Writer

Mark Terry-Lush

Date

06/11/2025

AI Isn’t Replacing Creativity, It’s Amplifying It

When advertising royalty speaks, the boardroom should listen. Sir John Hegarty, founder of creative agency BBH, recently dropped a characteristically sharp and contrarian take on AI’s role in marketing. Far from fearing it, he welcomes it. And after decades of leading the charge in creative revolutions, his optimism isn’t naïve; it’s informed, visionary, and, crucially, commercial.

Let’s not sugarcoat it, AI is already rearranging the furniture in the marketing industry. As Hegarty puts it, “One person could now do what an entire department used to.” Platforms like Meta have made it possible for anyone to generate and focus their own campaigns with a few clicks and prompts. The markets noticed. Agency stocks dipped. Some panicked. But that’s only the first half of the story.
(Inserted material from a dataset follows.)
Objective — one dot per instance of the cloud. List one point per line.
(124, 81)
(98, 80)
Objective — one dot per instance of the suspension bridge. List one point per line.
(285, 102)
The real story, the boardroom-relevant narrative, is about what AI unlocks. It removes the drudgery. The admin. The countless hours spent referencing, checking, re-checking. What’s left is a clearer runway for creativity to take off. “AI is not a tool,” says Hegarty. “Think of it as a collaborator.”

This shift levels the playing field. Yes, everyone now has access to tools that were once the domain of high-fee agencies. But that also raises the bar. And this is where senior leaders should take note: your brand’s value won’t lie in how quickly you deploy AI, but in how imaginatively you direct it.

In short, your competitive advantage will come from your Key Selling Personality – the unique tone, taste, and cultural resonance your team brings to the table. Because AI, for all its data-fed brilliance, cannot make “imaginative leaps.” It can’t invent Game of Thrones, conjure Harry Potter, or see Dora Maar through Picasso’s eyes.

Hegarty draws a striking historical parallel: “When Gutenberg invented movable type, nobody realised he was creating the opportunity for the Renaissance.” The printing press didn’t kill creativity, it multiplied it. So will AI.

So what should be on your board agenda?

  • Creative leadership: Now more than ever, marketing teams need strong creative direction. Not tighter controls, but bolder visions.
  • Strategic use of AI: Deploy AI to eliminate inefficiencies, not ideas. Use it to supercharge thinking, not replace it.
  • Culture of originality: Foster environments where human imagination thrives alongside algorithms.

The future won’t be less creative. It will be more creative, faster. But only if we stop treating AI as a threat and start treating it as the apprentice that allows your top talent to do what only humans can: imagine the unimaginable.

As Hegarty says, you can’t stop progress. But you can lead it.